Alexandria

15/8/2007

Alexandria, named after Alexander the Great, is considered to be Egypt’s second capital because of its historical importance and population. It is Egypt’s second largest city. In 332 BC the young 25-year old Alexander founded the city. His chief architect, Dinocrates, was appointed to spearhead this project which was intended to see Alexandria replace Naucratis as a Hellenistic center in Egypt, and to be the link between Greece and the rich Nile Valley. The Egyptian fishing village of Rhakotis (Ra-Kedet, in Egyptian) already existed on the shore, and later gave its name to Alexandria, becoming the Egyptian quarter of the new city. Only a few months following its foundation, Alexander left the city named for him, never to return. One of his favorite generals, Ptolemy, struggled with other successors of Alexander.

Once the world’s most powerful leader, Alexander was just 20 years old when he became king of Macedonia following the assassination of his father, Philip II, in 336 B.C. Over the next 12 years the brilliant, ambitious Alexander toppled every rival empire in his path, including Persia and Egypt, where he declared himself pharaoh. The restless warrior died in 323 B.C. at age 32. According to a Babylonian astronomical diary, Alexander died between the evening of June 10 and the evening of June 11, 323 BC, at the age of thirty-two. He was in Baghdad (Babylon) after years of military campaigning, that night he took the opportunity to rest and to plan his next conquest. On May 29, he attended a dinner given by a close friend. Alexander joined in the heavy drinking during the day-long event. Complaining that he did not feel well, he went to bed. Alexander’s health steadily deteriorated as fever wracked his body. Finally, too weak to leave his bed, the conqueror of the world died ten days after he was stricken ill. Just 32 years old, he had conquered an empire stretching from the Balkans to modern Pakistan, and was poised on the edge of another invasion on India and further.

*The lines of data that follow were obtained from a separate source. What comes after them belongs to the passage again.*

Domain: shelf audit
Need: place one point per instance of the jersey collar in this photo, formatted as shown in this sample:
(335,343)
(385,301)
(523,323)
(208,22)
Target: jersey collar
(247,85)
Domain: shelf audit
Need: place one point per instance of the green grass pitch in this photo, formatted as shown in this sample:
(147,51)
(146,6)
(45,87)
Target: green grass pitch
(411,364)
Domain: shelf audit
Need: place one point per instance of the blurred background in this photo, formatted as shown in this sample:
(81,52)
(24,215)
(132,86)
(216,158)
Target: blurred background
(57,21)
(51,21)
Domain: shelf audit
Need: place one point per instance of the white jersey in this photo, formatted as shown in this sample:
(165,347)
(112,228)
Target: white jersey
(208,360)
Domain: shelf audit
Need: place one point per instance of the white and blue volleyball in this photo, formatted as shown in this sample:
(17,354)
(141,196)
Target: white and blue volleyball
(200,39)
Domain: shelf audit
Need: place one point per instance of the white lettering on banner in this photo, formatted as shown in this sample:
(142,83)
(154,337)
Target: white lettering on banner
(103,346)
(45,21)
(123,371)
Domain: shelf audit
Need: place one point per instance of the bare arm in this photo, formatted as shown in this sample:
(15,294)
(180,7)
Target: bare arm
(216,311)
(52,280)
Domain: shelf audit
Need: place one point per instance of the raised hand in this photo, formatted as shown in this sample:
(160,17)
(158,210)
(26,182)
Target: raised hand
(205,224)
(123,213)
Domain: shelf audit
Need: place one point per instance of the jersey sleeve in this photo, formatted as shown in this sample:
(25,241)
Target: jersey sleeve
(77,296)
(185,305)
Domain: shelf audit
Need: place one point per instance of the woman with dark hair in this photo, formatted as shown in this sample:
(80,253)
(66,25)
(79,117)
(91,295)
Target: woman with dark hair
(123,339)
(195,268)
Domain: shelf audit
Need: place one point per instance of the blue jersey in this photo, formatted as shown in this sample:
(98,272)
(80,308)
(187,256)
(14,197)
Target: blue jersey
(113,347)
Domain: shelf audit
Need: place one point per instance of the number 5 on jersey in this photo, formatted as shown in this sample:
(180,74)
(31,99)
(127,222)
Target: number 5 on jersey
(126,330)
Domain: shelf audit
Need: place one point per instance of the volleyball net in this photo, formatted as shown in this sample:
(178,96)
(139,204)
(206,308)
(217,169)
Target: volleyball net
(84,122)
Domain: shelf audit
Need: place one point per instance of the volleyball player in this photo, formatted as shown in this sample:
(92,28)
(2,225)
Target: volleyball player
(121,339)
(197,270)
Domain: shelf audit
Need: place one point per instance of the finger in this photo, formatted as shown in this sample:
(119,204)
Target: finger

After being argued over by his advisers, Alexander’s body was buried first in Memphis, Egypt, then in the city that bears his name, Alexandria. There, his tomb was visited by the people of Egypt and venerated like the temple of a god.

Today, the original Alexandria lies buried beneath two millennia of urban evolution; the building blocks of its oldest temples and monuments have been carried as far afield as Cairo, London and New York, to the museums, or else shattered by earthquakes and military invasions, or submerged under the sea.